LXD 6.7 Released with AMD GPU Passthrough Support for Containers
Key Takeaways
- ▸LXD 6.7 introduces AMD GPU passthrough support for containers via the new AMD CDI interface and gpu_cdi_amd extension
- ▸The release includes major QEMU and EDK2 version updates that improve overall VM GPU passthrough functionality
- ▸New features include storage pool database recovery for clusters, forced instance deletion API, and x86_64-v3 architecture support
Summary
Canonical has released LXD 6.7, introducing AMD GPU passthrough support for containers through the AMD CDI (Container Device Interface) toolkit. This significant update enables users to pass AMD GPUs directly to LXD containers using the new gpu_cdi_amd extension, which is bundled into the Snap package. The implementation allows straightforward configuration through simple command-line operations, bringing GPU acceleration capabilities to containerized workloads on AMD hardware.
Beyond AMD GPU support, LXD 6.7 includes general improvements to VM GPU passthrough capabilities with updated QEMU and EDK2 versions. The release also enhances the initial access experience for the LXD UI and introduces storage pool database recovery support for clusters, which should improve reliability in multi-node deployments.
Additional features in this release include forced instance deletion through the API, optimized instance state field retrieval for better performance, and support for x86_64-v3 architecture variant images. These improvements collectively strengthen LXD's position as a comprehensive system container and virtual machine manager, particularly for Ubuntu Linux environments where it sees widespread adoption in enterprise and cloud infrastructure deployments.

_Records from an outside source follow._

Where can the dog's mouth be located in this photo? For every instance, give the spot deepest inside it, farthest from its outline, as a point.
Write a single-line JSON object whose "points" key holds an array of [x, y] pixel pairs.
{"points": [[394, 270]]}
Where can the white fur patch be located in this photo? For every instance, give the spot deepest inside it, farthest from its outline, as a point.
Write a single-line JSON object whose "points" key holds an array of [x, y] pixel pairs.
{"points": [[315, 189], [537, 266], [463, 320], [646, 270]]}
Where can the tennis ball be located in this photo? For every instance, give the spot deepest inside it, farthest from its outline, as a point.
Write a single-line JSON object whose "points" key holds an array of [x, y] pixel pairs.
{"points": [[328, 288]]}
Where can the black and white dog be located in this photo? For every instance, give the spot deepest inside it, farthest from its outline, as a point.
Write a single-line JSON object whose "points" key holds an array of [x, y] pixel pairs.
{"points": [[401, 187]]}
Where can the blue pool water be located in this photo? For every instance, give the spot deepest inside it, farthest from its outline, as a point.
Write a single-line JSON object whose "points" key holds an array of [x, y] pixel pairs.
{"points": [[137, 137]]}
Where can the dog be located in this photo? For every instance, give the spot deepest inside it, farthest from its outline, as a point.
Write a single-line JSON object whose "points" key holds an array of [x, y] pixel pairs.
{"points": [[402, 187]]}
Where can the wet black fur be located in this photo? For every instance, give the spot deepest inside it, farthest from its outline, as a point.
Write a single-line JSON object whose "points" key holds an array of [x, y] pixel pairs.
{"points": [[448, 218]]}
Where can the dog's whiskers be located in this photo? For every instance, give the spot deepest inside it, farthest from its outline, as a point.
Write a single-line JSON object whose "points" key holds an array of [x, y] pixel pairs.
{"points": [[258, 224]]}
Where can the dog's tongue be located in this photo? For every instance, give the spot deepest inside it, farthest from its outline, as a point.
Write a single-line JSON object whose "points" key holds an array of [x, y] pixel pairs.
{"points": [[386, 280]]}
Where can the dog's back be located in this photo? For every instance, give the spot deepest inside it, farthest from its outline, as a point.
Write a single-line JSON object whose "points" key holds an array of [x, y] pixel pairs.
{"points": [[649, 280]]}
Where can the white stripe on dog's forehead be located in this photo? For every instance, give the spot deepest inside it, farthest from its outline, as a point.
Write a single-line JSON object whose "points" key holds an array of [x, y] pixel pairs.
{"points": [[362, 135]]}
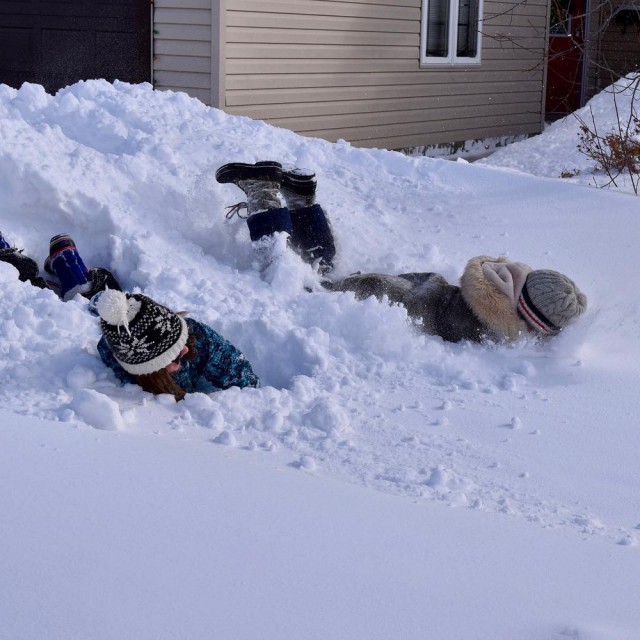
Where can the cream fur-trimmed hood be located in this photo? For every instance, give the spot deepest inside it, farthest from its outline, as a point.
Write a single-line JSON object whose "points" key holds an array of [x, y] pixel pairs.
{"points": [[491, 287]]}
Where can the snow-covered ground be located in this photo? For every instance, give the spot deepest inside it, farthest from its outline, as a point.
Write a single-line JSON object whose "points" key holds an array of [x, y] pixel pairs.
{"points": [[380, 483]]}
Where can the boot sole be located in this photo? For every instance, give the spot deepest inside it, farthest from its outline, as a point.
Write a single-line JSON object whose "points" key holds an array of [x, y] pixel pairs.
{"points": [[237, 171]]}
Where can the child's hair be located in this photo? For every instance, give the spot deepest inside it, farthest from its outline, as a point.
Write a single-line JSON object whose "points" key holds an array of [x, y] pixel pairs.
{"points": [[162, 381]]}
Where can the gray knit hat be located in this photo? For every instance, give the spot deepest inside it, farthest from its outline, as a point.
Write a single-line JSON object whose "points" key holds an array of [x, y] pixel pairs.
{"points": [[549, 301], [143, 335]]}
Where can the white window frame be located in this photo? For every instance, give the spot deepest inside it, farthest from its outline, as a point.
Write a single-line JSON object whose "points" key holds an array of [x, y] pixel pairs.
{"points": [[452, 58]]}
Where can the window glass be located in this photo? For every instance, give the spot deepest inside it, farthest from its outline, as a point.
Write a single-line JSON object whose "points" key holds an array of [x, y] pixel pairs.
{"points": [[451, 31], [467, 28], [438, 28]]}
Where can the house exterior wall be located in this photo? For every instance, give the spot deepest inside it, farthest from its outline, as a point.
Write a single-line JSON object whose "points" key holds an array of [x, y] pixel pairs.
{"points": [[350, 70]]}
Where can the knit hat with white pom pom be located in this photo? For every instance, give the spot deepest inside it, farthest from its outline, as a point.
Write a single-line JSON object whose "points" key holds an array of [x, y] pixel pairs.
{"points": [[143, 335]]}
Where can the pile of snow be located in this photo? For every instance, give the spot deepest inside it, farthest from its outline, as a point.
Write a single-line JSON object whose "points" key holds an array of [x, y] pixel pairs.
{"points": [[355, 404]]}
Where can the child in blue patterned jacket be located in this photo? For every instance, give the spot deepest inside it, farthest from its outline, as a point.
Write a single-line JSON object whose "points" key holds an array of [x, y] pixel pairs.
{"points": [[147, 344]]}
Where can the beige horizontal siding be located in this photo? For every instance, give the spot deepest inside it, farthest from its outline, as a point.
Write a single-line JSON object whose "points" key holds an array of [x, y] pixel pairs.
{"points": [[351, 70], [182, 47], [412, 108]]}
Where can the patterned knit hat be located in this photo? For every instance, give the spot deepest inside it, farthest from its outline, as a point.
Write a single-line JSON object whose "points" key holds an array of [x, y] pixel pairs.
{"points": [[65, 263], [549, 301], [143, 335]]}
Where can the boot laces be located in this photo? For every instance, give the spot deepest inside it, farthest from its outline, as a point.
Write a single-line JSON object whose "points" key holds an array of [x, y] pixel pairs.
{"points": [[235, 209]]}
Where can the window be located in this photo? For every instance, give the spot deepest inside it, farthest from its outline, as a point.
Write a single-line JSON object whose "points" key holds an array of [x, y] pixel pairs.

- AMD GPU passthrough can be configured with simple commands using the LXD CLI
Editorial Opinion
This release represents a significant step toward GPU acceleration parity between NVIDIA and AMD hardware in containerized environments. While NVIDIA has long dominated the container GPU passthrough space, Canonical's implementation of AMD CDI support democratizes access to GPU-accelerated workloads for organizations standardized on AMD hardware. The timing is particularly relevant as AMD continues gaining market share in both datacenter and AI/ML applications, where containerized GPU workloads are increasingly critical.